0.05 cm3 is one drop. so u put it in estimation. usually a dropper will have a mark on it.

that would come aroung like 20 drops

 

[darks]

that would come aroung like 20 drops

the dropper will have markings of 1-3 cm3.
in case it does not... 15-20 drops then.

 

[awesomaholic101]

the dropper will have markings of 1-3 cm3.
in case it does not... 15-20 drops then.

owkay

 

[lizlovespiano]

oh goog... look.. we have 3 products.. ethene methane and propene...

if i mole is produced by cracking, then o.5% will be of ethene(as mentioned in the q) then 0.25 of propene and .25 of methane is produced... .25+.25+.5=1...

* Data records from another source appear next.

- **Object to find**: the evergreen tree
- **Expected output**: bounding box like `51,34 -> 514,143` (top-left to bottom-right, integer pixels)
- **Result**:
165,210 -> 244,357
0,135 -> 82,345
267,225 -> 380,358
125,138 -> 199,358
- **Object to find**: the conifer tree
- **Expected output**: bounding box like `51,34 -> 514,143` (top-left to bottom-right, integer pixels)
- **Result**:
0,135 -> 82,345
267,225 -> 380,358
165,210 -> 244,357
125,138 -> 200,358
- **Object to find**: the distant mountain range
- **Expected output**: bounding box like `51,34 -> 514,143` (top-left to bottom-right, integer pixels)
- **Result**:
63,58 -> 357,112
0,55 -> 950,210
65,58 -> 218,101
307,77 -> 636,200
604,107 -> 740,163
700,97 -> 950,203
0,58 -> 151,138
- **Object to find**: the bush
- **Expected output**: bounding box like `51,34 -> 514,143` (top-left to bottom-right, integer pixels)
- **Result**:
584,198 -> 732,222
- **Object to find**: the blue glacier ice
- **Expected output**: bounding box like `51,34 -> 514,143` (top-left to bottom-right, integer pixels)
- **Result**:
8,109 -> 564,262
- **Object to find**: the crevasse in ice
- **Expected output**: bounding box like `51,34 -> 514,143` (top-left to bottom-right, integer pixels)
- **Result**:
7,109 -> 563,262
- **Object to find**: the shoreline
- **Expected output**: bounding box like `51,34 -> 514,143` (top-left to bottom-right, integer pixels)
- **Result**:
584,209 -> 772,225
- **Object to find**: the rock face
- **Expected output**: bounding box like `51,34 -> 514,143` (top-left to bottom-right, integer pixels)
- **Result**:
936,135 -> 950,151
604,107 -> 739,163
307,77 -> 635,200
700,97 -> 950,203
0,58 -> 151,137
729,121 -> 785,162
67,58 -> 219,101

to convert .25 into proper fraction, we need to multiply it by 4 to bring it to a whole number... by doing this.. we will get 1 mole of propene, 1 mole of methane and 2 moles of ethene(.5*4).. no of Carbons now we have are 8 all together... so B is the answer...

Hello, why are propene and methane .25% respectively? How do you know that they are equally .25%? It could be .15 and .35 also too, right?

 

[lemonrsiow]

Does anyone know how to solve the molecular mass question? 9701/52/MJ/15 Q2di

 

[ahmed butt]

http://papers.xtremepapers.com/CIE/Cambridge International A and AS Level/Chemistry (9701)/9701_s08_qp_1.pdf
Q38, Q4,Q5,Q2,Q15? Doubt can anyone, i will be thankfull to him

 

[The Sarcastic Retard]

http://papers.xtremepapers.com/CIE/Cambridge International A and AS Level/Chemistry (9701)/9701_s08_qp_1.pdf
Q38, Q4,Q5? Doubt can anyone, i will be thankfull to him

4)


5)
Shape of BF3 is trigonal planner so option B and D are ruled off.
Due to presence of lone pair at nitrogen atom will repel B - F bond pairs hence its shape will not be trigonal planner its bond angle will decrease so A cannot be answer hence its C.

38)
Only 1 is correct.
First step will be Nucleophilic substitution reaction. Cl will be replaced by CN, on hydrolysis of CN with NaOH(aq) it will give COO-Na+
2 is incorrect, I guess there wont be any such reaction.
3 is incorrect as Cl will be replaced by OH.